| Literature DB >> 35072088 |
Yan Li1, Baoshi Han2, Alejandra Garcia Salmeron3, Jin Bai3, Dong-Bao Chen3.
Abstract
Normal pregnancy is associated with dramatically increased estrogen biosynthesis whose role is believed to raise uterine blood flow to facilitate the bi-directional maternal-fetal exchanges of gases (O2 and CO2), to deliver nutrients, and exhaust wastes to support fetal development and survival. Constrained uterine blood flow in pregnancy is a leading cause of preeclampsia with fetal growth restriction, rendering investigations of uterine hemodynamics to hold a high promise to inform pathways as targets for therapeutic interventions for preeclampsia.
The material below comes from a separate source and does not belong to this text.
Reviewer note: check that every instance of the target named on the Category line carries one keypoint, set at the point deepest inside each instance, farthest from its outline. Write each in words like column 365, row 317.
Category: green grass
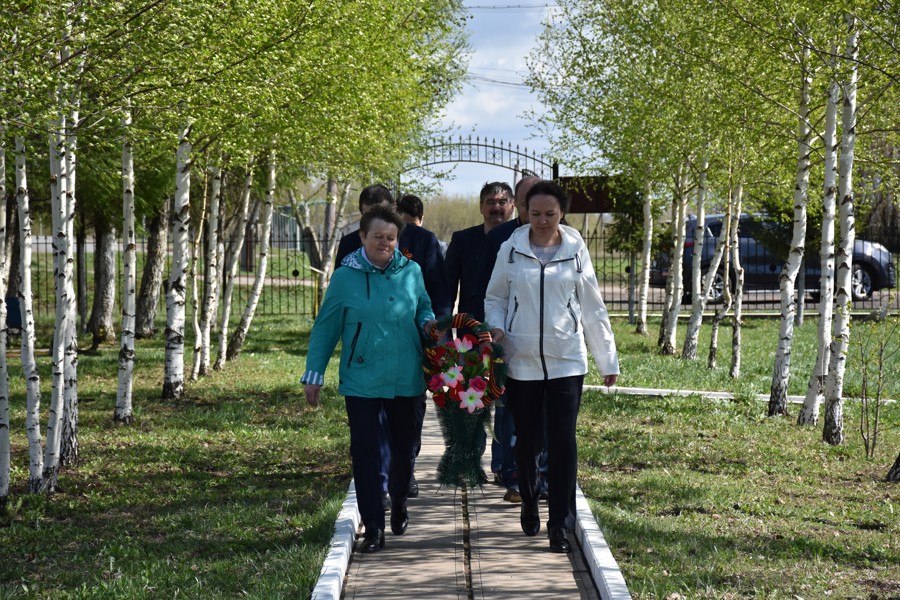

The mechanisms of estrogen-induced uterine vasodilation in pregnancy have long been attributed to enhanced endothelium production of nitric oxide, but clinical trials targeting this pathway that dominates uterine hemodynamics have achieved no to little success. Emerging evidence has recently shown a novel proangiogenic vasodilatory role of hydrogen sulfide in regulating uterine hemodynamics in pregnancy and preeclampsia, provoking a new field of perinatal research in searching for alternative pathways for pregnancy disorders especially preeclampsia and intrauterine growth restriction. This minireview is intended to summarize the nitric oxide pathway and to discuss the emerging hydrogen sulfide pathway in modulating estrogen-induced uterine vasodilation in pregnancy and preeclampsia.Entities:
Keywords: Estrogens; Hydrogen sulfide; Nitric oxide; Preeclampsia; Pregnancy; Uterine vasodilation
Year: 2021 PMID: 35072088 PMCID: PMC8772435 DOI: 10.1097/FM9.0000000000000132
Source DB: PubMed Journal: Matern Fetal Med ISSN: 2641-5895
Figure 1NO and H2S mediated mechanisms modulating uterine vasodilation in pregnancy and preeclampsia. Normal pregnancy is associated with dramatically increased production of endogenous estrogens that raise UtBF. Estrogens increase specific receptor (ERα and ERβ)-dependent endothelium (EC) expression of eNOS to produce NO that has been recognized as a leading player to mediate estrogen-induced uterine vasodilation in pregnancy. Most recent emerging evidence also shows that estrogens stimulate ERα and ERβ dependent EC and SM expression of CBS to produce H2S. In addition, by binding with plasma membrane ER including caveolar ERα and the GPER, estrogen can stimulate rapid production of NO and possibly H2S by activating eNOS and CBS via posttranslational mechanisms such as phosphorylation by protein kinases including PKB (Akt), extracellular signal-activated kinases (ERK½), and PKG. Enhanced NO and H2S collectively open the large conductance calcium-activated and voltage-dependent potassium (BKCa) channels to hyperpolarize SM resulting in UA relaxation. In preeclampsia, estrogen production decreases and its metabolism is also impaired to further result in the deactivation of NO- and H2S-mediated mechanisms modulating uterine vasodilation that contributes to the clinical manifestations of preeclampsia. Words in bright color indicate stimulation and words in dimmed color indicate deactivation. CBS: Cystathionine β-synthase; cGMP: Cyclic guanosine monophosphate; EC: Endothelial cells; ER: Estrogen receptor; ERK1/2: Extracellular signal-activated kinases 1/2; eNOS: Endothelial NOS; GPER: G protein-coupled ER; H2S: Hydrogen sulfide; NO: Nitric oxide; NOS: NO synthases; PKB: Protein kinase B; PKG: Protein kinase G; SM: Smooth muscle; UA: Uterine artery; UtBF: Uterine blood flow.